You could also do this in your own back yard or neighborhood if you want to see your results closer to home, but I think a refreshing drive out to the country where you scatter sunflower seeds and then get to see them later is such a quaint idea. It’s one that takes both hope and patience. Whenever we plant, it is an act of not knowing if something will bloom – or not.

Just like in our lives we plant many seeds, but then we often don’t know what is going to take hold and bloom. But we plant and scatter seeds and live in hope that what we put our attention to will bloom. It’s all an act of faith.

Plant some sunshine this summer and wait. What bloomed? Perhaps you.

A Summer Bucket List

Summer Bucket List

The Fourth of July is over. How can it be? My Grandmother always said once the 4th is over, summer is over. I always disagreed, but inevitably I would blink and it would be fall and we would be heading back to school. Summer feels fleeting.

That’s why it may take some intention to make the most of the season, especially during this pandemic year. The months have just sort of slipped away as we have been under quarantine. Now, restrictions are lifting, but many still remain in place. And even if places are opening, it doesn’t mean that you want to engage.
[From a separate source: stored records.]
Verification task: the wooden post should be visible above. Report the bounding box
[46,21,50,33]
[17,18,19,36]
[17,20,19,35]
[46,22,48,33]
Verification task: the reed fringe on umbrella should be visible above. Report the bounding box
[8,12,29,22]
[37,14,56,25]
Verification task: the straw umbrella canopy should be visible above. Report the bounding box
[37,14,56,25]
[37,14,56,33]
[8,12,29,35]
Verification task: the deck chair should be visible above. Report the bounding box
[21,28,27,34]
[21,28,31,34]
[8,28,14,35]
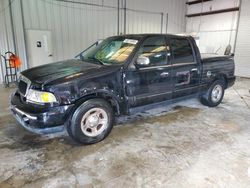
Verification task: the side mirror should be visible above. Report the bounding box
[97,39,103,45]
[135,55,150,68]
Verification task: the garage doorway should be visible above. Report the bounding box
[26,30,53,68]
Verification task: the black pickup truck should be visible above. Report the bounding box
[11,34,235,144]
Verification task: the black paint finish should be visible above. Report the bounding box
[10,34,235,134]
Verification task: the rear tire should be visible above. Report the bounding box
[200,79,225,107]
[68,99,114,145]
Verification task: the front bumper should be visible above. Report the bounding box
[10,92,74,134]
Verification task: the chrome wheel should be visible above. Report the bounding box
[211,84,223,103]
[80,108,108,137]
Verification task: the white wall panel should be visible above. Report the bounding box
[22,0,118,62]
[187,0,239,14]
[234,0,250,77]
[126,0,186,34]
[186,0,239,55]
[0,0,26,84]
[186,12,238,54]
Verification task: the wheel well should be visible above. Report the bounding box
[73,93,120,116]
[219,74,228,88]
[213,74,228,88]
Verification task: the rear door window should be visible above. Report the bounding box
[170,38,194,64]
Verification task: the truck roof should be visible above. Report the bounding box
[112,33,191,39]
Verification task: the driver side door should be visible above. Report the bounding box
[125,36,173,107]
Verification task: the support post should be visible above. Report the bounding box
[233,0,242,53]
[117,0,120,35]
[20,0,28,69]
[9,0,17,54]
[160,12,163,34]
[166,13,168,34]
[123,0,126,34]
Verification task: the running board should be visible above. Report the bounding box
[129,93,200,115]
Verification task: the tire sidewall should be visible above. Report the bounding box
[208,80,225,107]
[70,99,114,144]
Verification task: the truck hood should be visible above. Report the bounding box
[21,59,114,86]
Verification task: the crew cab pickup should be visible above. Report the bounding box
[11,34,235,144]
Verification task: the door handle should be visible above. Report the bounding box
[160,72,169,77]
[191,68,198,72]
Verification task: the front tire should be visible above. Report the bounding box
[68,99,114,144]
[200,79,225,107]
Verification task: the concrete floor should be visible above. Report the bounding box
[0,78,250,188]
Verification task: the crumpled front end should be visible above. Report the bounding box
[10,91,74,134]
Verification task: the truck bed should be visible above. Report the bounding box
[200,53,235,86]
[201,53,233,62]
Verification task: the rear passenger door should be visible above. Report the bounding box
[169,37,201,98]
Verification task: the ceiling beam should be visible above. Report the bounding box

So, this is a unique year to create a Summer Bucket List that suits how you are feeling and how you want to enjoy summer this year. For many, travel is off the table or rather people are taking near-to-home road trips. Perhaps that is on your summer bucket list? Heading off for a little get away near your home.

Perhaps planting a garden or tending your flowers and yard is on your bucket list. The planting probably should have been done by now, but caring for your yard is an on-going task. Taking time to dig in the dirt, care for plants and flowers, and gussying up one’s yard are all grounding tasks that can take advantage of the weather and season.

Maybe this is the year to complete an outdoor renovation project, like building a deck or putting in a shed to organize yourself. All this time at home has certainly allowed us to see what we would like to improve about it, and now that we are living in our yards with the summer season, perhaps your attention heads to a juicy project to complete this season.

Maybe you are canning and preserving your favorite summer fruits and vegetables for the fall and winter? This is an old fashioned art that may delight you this season. It’s definitely from yesterday year, but again there is something satisfying with taking the summer’s bounty and preserving it for your future enjoyment on cold, dark days.

What’s on my Summer Bucket List? I have a few things:

  1. Hike obscure trails near my home with my family.
  2. Revisit classic books.
  3. Care for my flowers — how much will they bloom before summer’s end?
  4. Renovating my home – much needed. Even undertaking it feel gigantic.
  5. Spending quality time with my pets – we are welcoming a puppy later this year and so being with my current furry friends before chaos arrives feels really important.